Antoni Gaudi i Cornet was worn in the province of Tarragona in Catalonia in 1852.
At the age of 16 Gaudi left his hometown Reus to join the school of architecture of
Barcelona. At that time Barcelona was a fast-growing city because of the start of its
industry. It was the main city of Catalunya where at the time Gaudi arrived there
was a large anarchist independence movement. Like the followers of this
movement Gaudi loved Catalunya above everything else. For that reason the major
influences on his work were mauresque, oriental and gothic architecture, all of
them traditional Catalonian styles. New foreign movements like the arts and crafts,
impressionism and Art Nouveau were also discussed in the intellectual modernist
Art Nouveau is the movement that influenced Gaudi the most, stimulating him to
experiment with new materials and new shapes, thereby helping him to give up
imitating historical styles and find his own way. The term Art Nouveau is French
and means New Art. It was an extraordinary movement in art history from the end
of the nineteenth century and lasted from about 1880 to 1915. The style is
characterized by using organic, ornamental shapes and patterns and by integrating
all aspects of art and design. The movement had different names in different
languages. In Germany it was called Jugendstil, in Italy Stile Liberty, in Austria
Sezession and in Spain Modernista or Modernismo.

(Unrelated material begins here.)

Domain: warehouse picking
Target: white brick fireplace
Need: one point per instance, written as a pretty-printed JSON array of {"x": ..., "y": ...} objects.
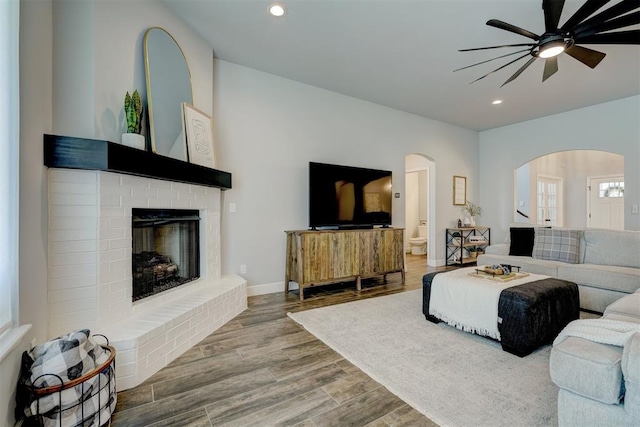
[{"x": 90, "y": 280}]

The opportunities afforded by Catalonia's socioeconomic and political
environments were endless. Catalonians such as Antoni Gaudí often showcased the
region's diverse art techniques in their works. By mimicking nature, such artists
symbolically pushed back the province's ever-increasing industrial society. Gaudí,
among others, promoted the Catalan nationalist movement by incorporating
elements of Catalan culture in his designs.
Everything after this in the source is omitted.